Le plus puissant des souverains du monde trônait au cœur d'une salle où se déployait le luxe froid du marbre, du cristal et de l'électrum. Il se dégageait de lui une impression de force et de puissance ; l'âge mur avait paré sa barbe et sa chevelure d'argent, mais son corps sous la tunique de soie demeurait vigoureux et imposant. Son regard évoquait un ciel chargé de nuées.
Un jeune homme pénétra dans la pièce, d'un pas léger :
« Vous m'avez fait mander, père ? demanda-t-il d'une voix soyeuse.
- En effet. Encore une fois, j'aurai besoin de tes talents... »
Le jeune homme esquissa un sourire fataliste :
« Fort bien, père... Sur quoi avez vous jeté votre dévolu, cette fois ? L'épouse d'un roi ? Un trésor bien gardé ? Un palais caché ? Vous n'avez qu'à dire, je saurai vous l'obtenir... »
Un geste d'impatience répondit à sa tirade :
« Rien de tout cela. »
Le patriarche se pencha en avant, son menton reposant dans sa main :
« J'ai toujours eu ce que je convoitais : pouvoir, terres... femmes... Bien des fois, grâce à toi... mais aujourd'hui, il ne me reste plus rien à désirer.
- Voilà qui est regrettable... Mais que puis-je faire pour vous aider ? Vous êtes seul maître de vos envies... »
Les sourcils broussailleux se froncèrent au-dessus des yeux orageux :
« Trouve-moi donc quelque chose qui puisse encore susciter mon désir ! »
Le jeune homme s'inclina, soupirant intérieurement à cette impossible requête : mais il pouvait se fier à son esprit fécond pour se tirer d'affaire...
Le soir même, alors que son père était alangui sur des coussins de soie pourpre, contemplant sombrement le vide de sa vie, il vint lui présenter un petit coffret de bronze doré, admirablement ouvragé.
« Qu'est cela ? gronda son père.

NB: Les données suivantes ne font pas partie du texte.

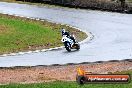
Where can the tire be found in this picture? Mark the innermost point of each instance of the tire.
(67, 46)
(77, 46)
(80, 80)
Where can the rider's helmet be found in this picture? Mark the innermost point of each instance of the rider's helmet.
(63, 31)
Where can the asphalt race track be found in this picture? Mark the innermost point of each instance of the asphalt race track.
(112, 35)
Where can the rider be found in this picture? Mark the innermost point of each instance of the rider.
(64, 32)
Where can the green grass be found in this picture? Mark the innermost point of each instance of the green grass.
(21, 34)
(62, 84)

J'ai déjà bien assez de coffres et coffrets, bien plus remarquables.
- Ouvrez-le, père », répondit calmement l'impudent.
Sceptique, le patriarche s'exécuta....
... et le trouva vide !
Sa voix profonde s'enfla de courroux :
« Ose-tu te moquer de moi, rejeton indigne ?
- Regardez bien l'intérieur ! »
Il vit alors, gravé dans le fonds du coffret, un seul mot :
« Epithumia »
Il lança le coffret au sol et se dressa avec fureur, les yeux crépitant de colère :
« Quelle est cette plaisanterie ? », tonna-t-il.

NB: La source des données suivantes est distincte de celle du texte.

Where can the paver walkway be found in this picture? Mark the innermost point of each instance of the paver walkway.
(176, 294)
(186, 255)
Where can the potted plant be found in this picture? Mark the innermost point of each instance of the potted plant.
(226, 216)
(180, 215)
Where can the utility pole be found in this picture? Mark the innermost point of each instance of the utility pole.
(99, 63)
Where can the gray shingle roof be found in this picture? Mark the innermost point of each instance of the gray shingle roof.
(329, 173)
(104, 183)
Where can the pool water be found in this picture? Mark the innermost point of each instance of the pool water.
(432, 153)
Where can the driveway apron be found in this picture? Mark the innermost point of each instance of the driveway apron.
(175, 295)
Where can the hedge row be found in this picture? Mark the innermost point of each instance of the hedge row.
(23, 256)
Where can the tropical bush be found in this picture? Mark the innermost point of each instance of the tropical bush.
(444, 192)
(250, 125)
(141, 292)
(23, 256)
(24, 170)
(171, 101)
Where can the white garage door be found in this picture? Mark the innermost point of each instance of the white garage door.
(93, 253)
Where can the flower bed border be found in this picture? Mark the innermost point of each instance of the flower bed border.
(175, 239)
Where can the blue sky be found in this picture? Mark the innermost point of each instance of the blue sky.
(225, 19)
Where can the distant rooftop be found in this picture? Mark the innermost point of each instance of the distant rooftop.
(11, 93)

Mais son agile rejeton s'était déjà mis hors de portée de sa colère, argumentant de sa voix d'argent :
« Malheureusement, père, ce que vous voulez ne peux se voir ni se toucher. N'est-ce pas ce que vous désirez ? Un désir...
- Pour l'instant j'ai surtout le désir de te corriger !
- Ce qui prouve, père, que vous êtes encore capable de désirer ! »
Même le plus puissant des souverains ne pouvait réfuter cette logique... Le jeune homme s'éclipsa prudemment, pendant que son père appelait son échanson, désireux de noyer sa contrariété dans un flot de libations. Le lendemain, une fois remis de son ivresse, sans doute trouverait-il un nouveau caprice, plus raisonnable peut-être, qui nécessiterait l'aide industrieuse de son fils.
Pauvre roi, les richesses ne sont pas matérielles, elles sont spirituelles.
Est-ce que c'est en rapport avec un autre de tes textes ?
Nascana
C'est vaguement lié à Sublimation... mais plus sur le mode du clin d'oeil ;).
c'est un petit filou, le prince. Filou et astucieux. Hélas, le roi ne semble en tirer aucune leçon. Quel homme vil et vain ! Ici, la jeunesse est sage et le vieux un éternel capricieux.
Décidément, Beatrix, tu as l'art du conte pour enfant et des belles histoires. J'aime beaucoup. C'est très bien écrit, léger et pourtant plein de sens profond. Bravo.
Biz Vef'
Sej l'a déjà mentionné mais ce petit texte ressemble effectivement fort à un conte pour enfant, bien qu'écrit d'une manière un peu plus complexe bien sûr. Mais j'ai vraiment eu l'impression de me retrouver dans cette ambiance-là et ça m'a beaucoup plu !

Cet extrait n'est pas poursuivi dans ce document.